Power On 

Mid-South leaders hope to make Memphis a hub for electric vehicles.

Somewhere, there's a spark in the air.

Earlier this month, members of the Mid-South Council to Help Advance the Regional Growth of Electrification, or CHARGE, wrote U.S. senator Lamar Alexander in support of a bill aimed at increasing the use of electric vehicles. The group, which included Memphis mayor A C Wharton, Shelby County mayor-elect Mark Luttrell, and mayors from Collierville, Germantown, Hernando, and West Memphis, hopes that the metro area will be chosen as one of 15 deployment communities for electric vehicles and infrastructure once the bill passes.

"The energy crisis we're in, we've got to work together or be crippled," Wharton said. "I think we're positioned extremely well because of our location."

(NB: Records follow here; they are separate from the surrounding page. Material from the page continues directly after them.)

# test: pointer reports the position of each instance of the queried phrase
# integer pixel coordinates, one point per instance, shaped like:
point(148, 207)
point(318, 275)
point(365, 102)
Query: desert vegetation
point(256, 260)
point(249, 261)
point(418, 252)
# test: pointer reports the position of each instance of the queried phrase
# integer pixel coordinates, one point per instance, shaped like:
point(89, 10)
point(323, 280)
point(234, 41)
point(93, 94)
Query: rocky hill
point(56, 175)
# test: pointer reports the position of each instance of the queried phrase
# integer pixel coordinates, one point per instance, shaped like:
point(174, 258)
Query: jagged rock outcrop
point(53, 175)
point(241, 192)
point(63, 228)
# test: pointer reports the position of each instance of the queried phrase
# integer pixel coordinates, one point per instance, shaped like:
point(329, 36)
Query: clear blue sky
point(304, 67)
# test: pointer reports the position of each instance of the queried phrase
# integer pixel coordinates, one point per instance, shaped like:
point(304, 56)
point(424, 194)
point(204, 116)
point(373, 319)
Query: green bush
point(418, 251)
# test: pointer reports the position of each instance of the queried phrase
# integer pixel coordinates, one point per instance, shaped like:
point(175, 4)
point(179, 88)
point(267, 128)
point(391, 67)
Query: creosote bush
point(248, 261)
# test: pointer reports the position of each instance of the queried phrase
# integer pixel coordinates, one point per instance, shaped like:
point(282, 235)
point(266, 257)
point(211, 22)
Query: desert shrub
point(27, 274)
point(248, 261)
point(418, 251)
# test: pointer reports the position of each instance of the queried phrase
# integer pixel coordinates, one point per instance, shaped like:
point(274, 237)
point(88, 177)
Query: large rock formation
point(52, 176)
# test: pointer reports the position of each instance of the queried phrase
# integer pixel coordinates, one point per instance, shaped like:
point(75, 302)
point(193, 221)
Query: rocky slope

Locally, the charge — as it were — has been led by FedEx founder Fred Smith.

Co-chairman of the Energy Security Leadership Council, Smith testified before a Senate energy committee in June, saying that "after terrorism and the proliferation of weapons of mass destruction, our increased dependence on petroleum represents the biggest single threat to our nation's economy and national security."

Smith makes a compelling case, even citing oil prices as the fuel for the mortgage crisis. The average price of gas rose from $1.46 in 2001 to $3.27 in 2008, resulting in a cost increase of $1,990 to the average American household. By comparison, changes to the federal tax code saved the median household about $1,900 annually.

"In other words," Smith testified, "every penny that most Americans saved due to federal income and estate tax cuts over those eight years was spent on high gasoline bills."

As for national security, Smith noted that oil dependence constrains U.S. foreign policy, as well as costs taxpayers between $67.5 billion and $83 billion annually in defense funds to guard and defend oil supply lines.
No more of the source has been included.